A good thing about doing lots of hand weeding - one works on a small scale, searching for and identifying tiny things. Amongst the weeds I've found little seedling roses, little Alchemilla Mollises, and Lupin seedlings struggling underneath shrubs. And the most wonderful discovery - variegated white Honesty babies.
These will have to last the year and flower next spring. I thought I'd lost these. All these tiny treasures, by-products of a hand weeding regime. Confession - I now have a squirty/puffy bottle of contact weed-killer, for the deep-rooted dandelions and the sorrel.
Friday 25th September
This morning I visited my friend up country. I thought I'd tricked the dogs by driving an indirect route (they get vocally excited). Alas, they were not fooled. So we had ten minutes of super-dog noise in a tiny car, rattling and barking our way along a rural road... Eek! My friend and I had an official 'Start the Old-Lady Colouring-In' ceremony, complete with a solemn speech. Then I attacked a beetle with random browns and purples, while my friend, much more delicate, stroked pale blues and greens onto a bee. The colouring-in ice is finally broken!
Then we did some weeding in her garden. How oddly enjoyable this was! Same weeds as mine. After a wee stop at a country cafe I worked for four hours in my own garden, thinking unkind thoughts about pea-straw, horse manure, topsoil, and compost, the addition of which I blame for my happy, thriving weed colonies.
Saturday 26th September
The Allotment Garden is now completely flowery, with self-sown Calendulas, foxgloves, repositioned roses, daylilies and other perennials. Where on earth will I plant my potatoes and vegetables? I will have to clear out one of the rectangular plots. I am embarrassed by having, for example, five varieties of beans, some of which require stakes, and four different packets of carrots. The Jersey Benne spuds are sprouting and go in now. Decisions...

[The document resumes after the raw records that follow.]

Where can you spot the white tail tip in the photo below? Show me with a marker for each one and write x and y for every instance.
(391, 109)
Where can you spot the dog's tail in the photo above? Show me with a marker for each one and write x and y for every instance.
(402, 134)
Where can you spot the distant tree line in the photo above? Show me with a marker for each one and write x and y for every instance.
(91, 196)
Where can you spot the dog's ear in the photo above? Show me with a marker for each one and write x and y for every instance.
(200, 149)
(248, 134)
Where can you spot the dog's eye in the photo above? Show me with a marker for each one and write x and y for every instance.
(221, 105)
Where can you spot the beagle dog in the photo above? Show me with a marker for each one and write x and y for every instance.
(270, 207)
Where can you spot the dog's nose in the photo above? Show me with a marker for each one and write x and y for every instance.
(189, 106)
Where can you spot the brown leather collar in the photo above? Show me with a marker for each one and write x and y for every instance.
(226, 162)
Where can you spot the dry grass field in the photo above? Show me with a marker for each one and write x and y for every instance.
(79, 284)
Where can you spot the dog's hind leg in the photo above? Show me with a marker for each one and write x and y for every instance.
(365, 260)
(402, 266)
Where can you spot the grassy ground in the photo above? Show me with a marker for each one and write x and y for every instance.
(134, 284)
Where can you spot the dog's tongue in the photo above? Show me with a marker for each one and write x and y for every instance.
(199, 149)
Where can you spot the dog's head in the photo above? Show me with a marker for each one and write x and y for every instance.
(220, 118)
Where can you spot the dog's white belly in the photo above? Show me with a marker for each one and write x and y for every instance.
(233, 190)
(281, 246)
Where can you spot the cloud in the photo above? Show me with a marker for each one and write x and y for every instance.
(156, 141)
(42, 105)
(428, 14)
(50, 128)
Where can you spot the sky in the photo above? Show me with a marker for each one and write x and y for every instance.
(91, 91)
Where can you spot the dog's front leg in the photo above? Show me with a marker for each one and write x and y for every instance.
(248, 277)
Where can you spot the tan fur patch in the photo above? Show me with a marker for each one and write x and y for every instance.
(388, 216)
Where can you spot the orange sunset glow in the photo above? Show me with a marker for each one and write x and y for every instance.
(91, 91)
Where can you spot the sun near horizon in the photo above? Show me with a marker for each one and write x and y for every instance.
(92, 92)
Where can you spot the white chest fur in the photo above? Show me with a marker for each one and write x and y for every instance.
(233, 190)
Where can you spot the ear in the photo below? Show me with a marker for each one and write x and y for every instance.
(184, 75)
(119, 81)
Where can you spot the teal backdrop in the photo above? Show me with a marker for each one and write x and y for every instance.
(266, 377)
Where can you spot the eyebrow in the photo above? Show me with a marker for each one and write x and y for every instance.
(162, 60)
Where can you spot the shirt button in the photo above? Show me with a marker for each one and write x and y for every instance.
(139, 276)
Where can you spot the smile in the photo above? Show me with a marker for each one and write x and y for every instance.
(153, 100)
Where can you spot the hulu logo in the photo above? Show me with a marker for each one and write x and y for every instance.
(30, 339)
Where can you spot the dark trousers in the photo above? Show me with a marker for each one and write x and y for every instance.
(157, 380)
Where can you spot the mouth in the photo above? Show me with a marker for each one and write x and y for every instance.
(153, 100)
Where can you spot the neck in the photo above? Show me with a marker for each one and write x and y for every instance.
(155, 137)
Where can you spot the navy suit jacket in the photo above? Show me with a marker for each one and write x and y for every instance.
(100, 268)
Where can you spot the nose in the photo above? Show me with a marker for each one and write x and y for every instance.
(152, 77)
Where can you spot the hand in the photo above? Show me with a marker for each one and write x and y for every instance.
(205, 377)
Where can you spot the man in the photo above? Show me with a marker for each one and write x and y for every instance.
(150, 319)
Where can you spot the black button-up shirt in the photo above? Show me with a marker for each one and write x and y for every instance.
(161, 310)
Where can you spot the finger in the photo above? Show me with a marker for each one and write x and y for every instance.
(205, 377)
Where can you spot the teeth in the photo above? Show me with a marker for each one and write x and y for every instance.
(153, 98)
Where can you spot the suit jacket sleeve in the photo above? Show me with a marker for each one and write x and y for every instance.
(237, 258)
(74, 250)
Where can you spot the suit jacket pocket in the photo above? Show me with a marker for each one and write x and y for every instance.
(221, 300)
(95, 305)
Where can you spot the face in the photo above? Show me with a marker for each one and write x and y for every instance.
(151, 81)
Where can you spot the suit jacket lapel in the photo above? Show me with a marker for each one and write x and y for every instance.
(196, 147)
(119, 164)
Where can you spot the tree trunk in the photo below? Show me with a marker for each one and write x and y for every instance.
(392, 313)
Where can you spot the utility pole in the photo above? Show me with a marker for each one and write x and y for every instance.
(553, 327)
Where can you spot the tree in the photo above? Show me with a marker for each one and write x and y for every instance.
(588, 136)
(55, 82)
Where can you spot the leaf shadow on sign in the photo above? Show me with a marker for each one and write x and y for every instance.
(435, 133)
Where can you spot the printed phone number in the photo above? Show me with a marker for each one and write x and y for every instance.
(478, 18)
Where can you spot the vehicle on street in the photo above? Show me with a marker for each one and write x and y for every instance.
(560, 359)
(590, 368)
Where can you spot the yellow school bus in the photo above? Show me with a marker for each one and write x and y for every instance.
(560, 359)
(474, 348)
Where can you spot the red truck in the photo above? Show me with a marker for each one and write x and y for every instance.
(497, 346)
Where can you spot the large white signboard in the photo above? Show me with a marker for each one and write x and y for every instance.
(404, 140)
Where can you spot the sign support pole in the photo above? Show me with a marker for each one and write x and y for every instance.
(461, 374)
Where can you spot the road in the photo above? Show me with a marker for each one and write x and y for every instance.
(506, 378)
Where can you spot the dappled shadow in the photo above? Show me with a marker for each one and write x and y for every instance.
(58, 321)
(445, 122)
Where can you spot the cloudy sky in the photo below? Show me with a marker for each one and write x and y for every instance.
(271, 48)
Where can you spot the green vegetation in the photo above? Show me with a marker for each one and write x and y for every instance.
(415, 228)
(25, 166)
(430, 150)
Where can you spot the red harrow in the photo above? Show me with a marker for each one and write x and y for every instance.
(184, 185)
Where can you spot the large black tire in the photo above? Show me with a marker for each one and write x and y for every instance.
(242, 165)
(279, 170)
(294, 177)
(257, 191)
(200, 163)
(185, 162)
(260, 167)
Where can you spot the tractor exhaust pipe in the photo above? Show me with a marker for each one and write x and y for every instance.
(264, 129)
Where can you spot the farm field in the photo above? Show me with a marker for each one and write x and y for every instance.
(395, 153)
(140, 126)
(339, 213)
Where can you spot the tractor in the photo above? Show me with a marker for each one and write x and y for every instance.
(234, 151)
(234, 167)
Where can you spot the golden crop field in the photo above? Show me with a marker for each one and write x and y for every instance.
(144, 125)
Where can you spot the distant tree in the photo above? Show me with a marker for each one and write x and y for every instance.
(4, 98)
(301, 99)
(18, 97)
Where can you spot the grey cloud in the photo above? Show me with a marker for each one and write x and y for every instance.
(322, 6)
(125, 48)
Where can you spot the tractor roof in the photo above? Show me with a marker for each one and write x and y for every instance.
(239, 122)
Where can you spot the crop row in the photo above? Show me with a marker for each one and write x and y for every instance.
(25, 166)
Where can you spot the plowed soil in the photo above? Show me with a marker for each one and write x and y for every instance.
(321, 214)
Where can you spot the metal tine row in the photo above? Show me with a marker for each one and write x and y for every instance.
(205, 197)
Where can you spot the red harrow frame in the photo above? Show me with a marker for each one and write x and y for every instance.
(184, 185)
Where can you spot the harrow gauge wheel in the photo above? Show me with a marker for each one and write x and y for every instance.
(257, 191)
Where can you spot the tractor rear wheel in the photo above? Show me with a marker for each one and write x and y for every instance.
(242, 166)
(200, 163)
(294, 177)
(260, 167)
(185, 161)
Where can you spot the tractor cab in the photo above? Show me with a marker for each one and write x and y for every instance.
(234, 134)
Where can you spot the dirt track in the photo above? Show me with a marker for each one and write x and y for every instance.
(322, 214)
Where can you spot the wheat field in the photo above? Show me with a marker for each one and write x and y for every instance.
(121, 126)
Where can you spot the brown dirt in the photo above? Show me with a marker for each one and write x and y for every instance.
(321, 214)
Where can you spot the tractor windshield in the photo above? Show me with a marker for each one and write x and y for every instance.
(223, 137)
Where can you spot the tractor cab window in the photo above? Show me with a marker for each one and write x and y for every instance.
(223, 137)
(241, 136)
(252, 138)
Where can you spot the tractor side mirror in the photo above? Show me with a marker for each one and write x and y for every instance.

Winnie by the Cherry Blossom
Running Out of September
I am fast running out of September. So silly, therefore, to race into the house after swimming and immediately sit down at the computer, rather than the garden. But I like to say hello (even if only to myself).
Aha! And I know where the spuds are going - the dogs and I checked it all out on our first morning walk. I can easily dig up and plonk down the Calendulas which are in the way.
But I also have some serious glass-house work to do, for which I need potting mix. The local home and garden store which sells this also has Geraniums, fat-leafed green Cordylines, blossom trees, pots of herbs, and Lavenders, all on special.
Of course the dogs would love to go to the dog park. And they won't fit very well if I fill my car up with plants afterwards. What to do? Attempt the impossible. But first have a cup of coffee and take photographs of the new cherry tree blossoming. I'm filling my journal pages with the wondrous joys of pretty spring things. Vibrant, hopeful spring.
Tiddles the Tabby
Much, Much Later...
I managed to squash three dogs, potting mix, and plants into my car. Then I weeded and shifted and shovelled top-soil and compost onto the proposed spud-bed. Big Fluff-Fluff sat in the garden and watched, motionless, while Winnie guarded the boundary, ready to 'rescue' any weeds thrown over next-door. Oops. Tiddles the tabby played in the driveway. It took me three hours. And for three hours these devoted (and slightly daft?) animals kept me company. No wonder I feel blessed.
Now the plan is to soak my sore hands in a hot bath, then have fish'n'chips and a bottle of fruity cider. Glowing with pride, I will then wander over to the cottage (guided by the orange flow of my solar dog lantern) and to bed. Yes! A lovely end to a lovely spring day.
Sunday 27th September
Another glorious day, filled to the brim with gardening.
I've squirted nasty unmentionable stuff into dandelions and over sorrel in the Agapanthus Garden. I found some healthy juvenile Gunnera lurking in quite the wrong place, and dug them up. Winnie, no help, kept raiding the bucket and trotting off with a plant in her mouth. I think she likes the Gunnera texture? My idea to clear the ferns completely from the water's edge for the Gunnera didn't work so well, so I just replanted the sprouting crowns as best I could alongside some others.
I spend a couple of late afternoon hours in the glass-house pricking out seedlings. There are ridiculously excessive numbers of lettuces, whose little seedlings are so soft and difficult to handle. I've done white Cosmos flowers, Echiums, yellow Californian poppies, and Spinach.
I only made one mistake - I wandered over to a rarely visited little garden area at the very end of the day. Obviously I saw much to do. Weeds, ferns needing trimming, a little stone wall which had collapsed, even some roses needing pruning. Oops. It seems so unfair to come inside after seven hours (yes, seven hours) compiling a head list of things that haven't been done and need doing.
Oh well. Tomorrow I'm going away for two days. Everything will have to wait. Back soon.